Changes in support for livestock production introduced under the reform of the CAP have profoundly affected the linkage between production activity and support. Support has largely been de-coupled from output but a set of quotas and other conditions now limit the eligibility to support and may inhibit the ability of farmers to expand or intensify production. Structural funding itself is being applied to Objective 1 and 5(b) areas, with new arrangements to encourage the supply of benefits to the rural economy, through improvements in farm structure and efficiency. Underlying these changes is a move towards harmonization of agricultural activity with other land use objectives; in a post-productivist era, integrating output-orientated production with stewardship and maintenance of the environment.

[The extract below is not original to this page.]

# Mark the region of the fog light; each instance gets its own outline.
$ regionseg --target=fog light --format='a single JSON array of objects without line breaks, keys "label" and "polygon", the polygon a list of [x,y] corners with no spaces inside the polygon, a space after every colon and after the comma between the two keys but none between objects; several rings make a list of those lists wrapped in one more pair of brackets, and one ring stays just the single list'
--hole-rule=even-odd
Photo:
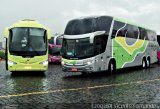
[{"label": "fog light", "polygon": [[17,63],[16,63],[16,62],[13,62],[13,61],[8,60],[8,65],[15,65],[15,64],[17,64]]},{"label": "fog light", "polygon": [[40,62],[39,64],[48,65],[48,60]]}]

The interrelationship between agri-environmental measures and other changes in market and structured support is a central determinant of how farming systems will develop.

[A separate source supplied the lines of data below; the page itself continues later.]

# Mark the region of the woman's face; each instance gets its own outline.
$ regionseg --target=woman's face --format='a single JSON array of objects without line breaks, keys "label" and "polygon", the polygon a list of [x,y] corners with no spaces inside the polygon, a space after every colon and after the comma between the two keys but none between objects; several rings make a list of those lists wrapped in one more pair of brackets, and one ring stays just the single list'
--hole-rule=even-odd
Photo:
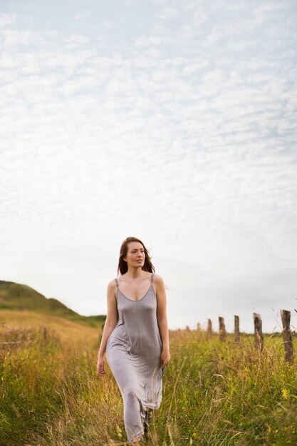
[{"label": "woman's face", "polygon": [[139,242],[130,242],[128,244],[127,254],[124,260],[130,266],[141,266],[145,264],[145,254],[143,246]]}]

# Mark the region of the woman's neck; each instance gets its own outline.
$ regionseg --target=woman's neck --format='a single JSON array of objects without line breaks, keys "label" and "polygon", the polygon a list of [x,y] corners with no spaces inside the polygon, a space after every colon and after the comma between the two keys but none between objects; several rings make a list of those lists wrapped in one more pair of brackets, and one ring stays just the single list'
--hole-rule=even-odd
[{"label": "woman's neck", "polygon": [[125,274],[125,279],[130,280],[136,280],[141,279],[143,276],[147,275],[147,272],[143,271],[141,268],[131,268],[128,266],[128,270]]}]

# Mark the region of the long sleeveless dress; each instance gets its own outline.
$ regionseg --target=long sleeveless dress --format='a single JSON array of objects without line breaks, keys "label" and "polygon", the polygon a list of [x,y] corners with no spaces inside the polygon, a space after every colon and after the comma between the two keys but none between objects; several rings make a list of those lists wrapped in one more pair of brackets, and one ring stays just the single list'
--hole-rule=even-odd
[{"label": "long sleeveless dress", "polygon": [[141,438],[147,410],[158,409],[162,400],[160,356],[162,343],[157,320],[157,296],[151,284],[138,301],[119,289],[118,321],[106,345],[106,358],[124,403],[128,441]]}]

This sub-group is made up of policy researchers and interested governmental bodies, eg. European Commission, the national agricultural ministries etc. engaged in the study of the responses of livestock farmers to CAP reform, structural and environmental measures.
· This sub-group will assess the multi-functional and changing role of policy measures to support livestock farming in LFAs and disadvantaged areas. There is a need to characterise the changing environmental role of livestock farming, the need to stimulate the development of local markets for value-added livestock output, and the continuing requirement to support local incomes and employment. The group will focus on the interaction between the types of support measures, and particularly direct payments and constraints on these payments, and the development of new roles for livestock producers and new forms of production.
· One important output of the group's activities will be to collate information on the way livestock farms and systems are responding to CAP reform measures and what these measures imply for the stewardship role of LFA farmers, the supply of output to local markets and the local economic impact of agricultural activity. It will be an important function of the group to assess whether current support measures provide the right stimulus to innovation and allow flexibility to adapt livestock farming systems to meet new objectives. There will be strong linkage between the policy development/policy response focus of this group and the livestock systems, product processing and environmental concerns of the other groups in the partnership.
· The dissemination of the impact of policy measures to other subgroups.